La somme de toutes les améliorations apportées aux 1098 et 1098S produit une monture qui pourrait bien convaincre davantage de pilotes actuels de japonaises que toute autre Ducati précédente. Il semble que Ducati, avec sa nouvelle structure de prix, ait observé des fabricants de voitures comme BMW et Porsche pour étudier comment ils parviennent à exiger une surprime par rapport aux voitures ordinaires, avec comme but de fixer un prix juste assez bas et convenable à ceux qui convoitent une GSX-R 1000 ou une ZX-10. Peut-être que le public qui fustigeait Ducati pour la 999 les a convaincus de considérer la concurrence avec davantage d’humilité que par le passé, et la 1098 qui en résulte honore la tradition Ducati tout en reprenant des éléments à la base de l’engouement pour les japonaises.

La 1098 est bien plus qu’une moto; c’est la reconnaissance publique de Ducati qu’ils ont fait une erreur en proposant une motocyclette qui, de l’avis de la majorité, était simplement trop laide pour porter le nom Ducati.

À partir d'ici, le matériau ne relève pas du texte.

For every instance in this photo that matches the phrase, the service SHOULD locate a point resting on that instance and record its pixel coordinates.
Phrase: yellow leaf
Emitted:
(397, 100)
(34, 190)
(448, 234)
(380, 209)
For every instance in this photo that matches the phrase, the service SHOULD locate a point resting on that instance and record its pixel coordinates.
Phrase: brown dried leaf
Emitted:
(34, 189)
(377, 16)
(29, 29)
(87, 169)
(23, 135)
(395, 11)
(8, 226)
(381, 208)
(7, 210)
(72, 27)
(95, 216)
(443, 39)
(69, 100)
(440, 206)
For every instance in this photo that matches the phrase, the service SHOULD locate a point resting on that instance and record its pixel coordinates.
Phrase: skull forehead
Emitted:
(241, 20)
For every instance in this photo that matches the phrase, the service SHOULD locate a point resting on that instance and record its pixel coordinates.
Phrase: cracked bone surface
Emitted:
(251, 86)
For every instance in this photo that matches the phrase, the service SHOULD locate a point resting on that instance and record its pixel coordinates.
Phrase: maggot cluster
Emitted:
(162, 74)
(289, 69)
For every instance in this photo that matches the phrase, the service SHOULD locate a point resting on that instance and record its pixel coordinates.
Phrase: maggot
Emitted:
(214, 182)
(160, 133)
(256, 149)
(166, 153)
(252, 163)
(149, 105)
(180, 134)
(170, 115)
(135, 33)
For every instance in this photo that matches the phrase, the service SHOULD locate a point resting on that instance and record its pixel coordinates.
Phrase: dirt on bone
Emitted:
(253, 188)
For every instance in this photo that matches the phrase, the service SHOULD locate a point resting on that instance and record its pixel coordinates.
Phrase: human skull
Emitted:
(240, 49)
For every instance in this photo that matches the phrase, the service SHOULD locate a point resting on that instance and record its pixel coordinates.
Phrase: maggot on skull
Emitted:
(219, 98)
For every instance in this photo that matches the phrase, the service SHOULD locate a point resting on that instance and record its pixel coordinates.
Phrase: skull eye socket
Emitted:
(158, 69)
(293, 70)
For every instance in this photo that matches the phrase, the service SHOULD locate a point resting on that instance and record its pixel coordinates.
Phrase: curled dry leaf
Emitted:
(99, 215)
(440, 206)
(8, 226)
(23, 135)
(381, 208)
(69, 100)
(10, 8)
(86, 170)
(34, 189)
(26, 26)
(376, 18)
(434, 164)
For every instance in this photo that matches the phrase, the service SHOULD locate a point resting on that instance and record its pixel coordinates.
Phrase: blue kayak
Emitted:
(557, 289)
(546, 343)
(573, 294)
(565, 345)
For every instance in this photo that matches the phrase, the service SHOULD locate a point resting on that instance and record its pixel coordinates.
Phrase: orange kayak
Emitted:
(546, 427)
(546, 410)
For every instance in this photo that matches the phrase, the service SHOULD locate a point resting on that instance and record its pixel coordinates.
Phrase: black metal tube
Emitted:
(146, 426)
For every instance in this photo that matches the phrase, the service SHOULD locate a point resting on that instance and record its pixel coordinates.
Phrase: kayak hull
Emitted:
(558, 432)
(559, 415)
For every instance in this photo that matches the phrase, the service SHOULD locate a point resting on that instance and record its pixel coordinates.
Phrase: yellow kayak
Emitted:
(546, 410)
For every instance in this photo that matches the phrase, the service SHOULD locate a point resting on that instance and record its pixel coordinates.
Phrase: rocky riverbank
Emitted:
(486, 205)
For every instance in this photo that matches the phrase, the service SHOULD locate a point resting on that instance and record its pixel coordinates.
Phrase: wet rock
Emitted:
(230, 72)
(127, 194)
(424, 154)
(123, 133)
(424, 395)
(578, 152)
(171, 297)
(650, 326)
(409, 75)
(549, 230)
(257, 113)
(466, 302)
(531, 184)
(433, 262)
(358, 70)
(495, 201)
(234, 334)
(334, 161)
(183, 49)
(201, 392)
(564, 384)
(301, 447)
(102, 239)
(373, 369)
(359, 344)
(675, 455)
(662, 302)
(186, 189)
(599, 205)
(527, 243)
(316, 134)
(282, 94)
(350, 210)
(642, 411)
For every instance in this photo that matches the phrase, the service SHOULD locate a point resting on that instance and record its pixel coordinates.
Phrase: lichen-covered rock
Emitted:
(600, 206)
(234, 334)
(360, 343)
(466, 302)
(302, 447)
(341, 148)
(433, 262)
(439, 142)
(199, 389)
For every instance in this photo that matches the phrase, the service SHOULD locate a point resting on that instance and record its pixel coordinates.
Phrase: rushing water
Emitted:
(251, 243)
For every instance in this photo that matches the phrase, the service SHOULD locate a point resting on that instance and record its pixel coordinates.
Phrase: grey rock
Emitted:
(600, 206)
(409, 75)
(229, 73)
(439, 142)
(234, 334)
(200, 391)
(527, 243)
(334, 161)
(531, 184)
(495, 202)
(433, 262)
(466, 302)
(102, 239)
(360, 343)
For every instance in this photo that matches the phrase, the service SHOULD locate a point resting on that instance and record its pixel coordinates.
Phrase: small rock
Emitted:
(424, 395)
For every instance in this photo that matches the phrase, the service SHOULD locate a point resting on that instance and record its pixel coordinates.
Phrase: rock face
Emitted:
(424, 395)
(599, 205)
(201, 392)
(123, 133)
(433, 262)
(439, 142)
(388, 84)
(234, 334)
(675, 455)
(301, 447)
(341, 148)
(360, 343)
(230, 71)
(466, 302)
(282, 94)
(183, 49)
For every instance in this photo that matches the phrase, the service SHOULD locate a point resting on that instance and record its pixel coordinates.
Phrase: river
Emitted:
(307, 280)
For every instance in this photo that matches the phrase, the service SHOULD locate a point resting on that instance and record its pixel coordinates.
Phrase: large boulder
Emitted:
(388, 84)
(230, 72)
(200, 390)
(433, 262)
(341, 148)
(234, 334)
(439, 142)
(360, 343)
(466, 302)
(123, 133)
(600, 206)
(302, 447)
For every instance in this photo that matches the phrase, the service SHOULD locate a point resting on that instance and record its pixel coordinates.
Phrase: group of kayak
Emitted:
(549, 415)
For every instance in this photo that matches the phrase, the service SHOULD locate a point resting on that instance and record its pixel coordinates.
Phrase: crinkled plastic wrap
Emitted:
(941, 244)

Et la 1098 est vraiment jolie, avec des éléments de la 916 et de la coursière Desmosedici MotoGP. Seul le temps pourra dire si la 1098 sera un jour aussi vénérée que l’illustre 916, mais en attendant, elle place Ducati bien en selle sur le marché des motos sportives de classe Open, tout en conservant un petit air romantique italien.

Il est plus facile de s’y déplacer, de s’y pencher dans les virages et d’avoir un bon effet de levier sur le guidon.

La combinaison du nouveau calibrage du moteur et du cliquetis de l’embrayage à sec confère à la 1098 un son qui rappelle un peu une grosse cylindrée (big block) modifiée Chevy tournant au ralenti.

Bien qu’elle semble plus lente que ses concurrentes asiatiques, un coup d’oeil à l’indicateur de vitesse prouve le contraire, car elle est étonnamment rapide.

La somme de toutes les améliorations apportées aux 1098 et 1098S produit une monture qui pourrait bien convaincre davantage de pilotes actuels de japonaises que toute autre Ducati précédente.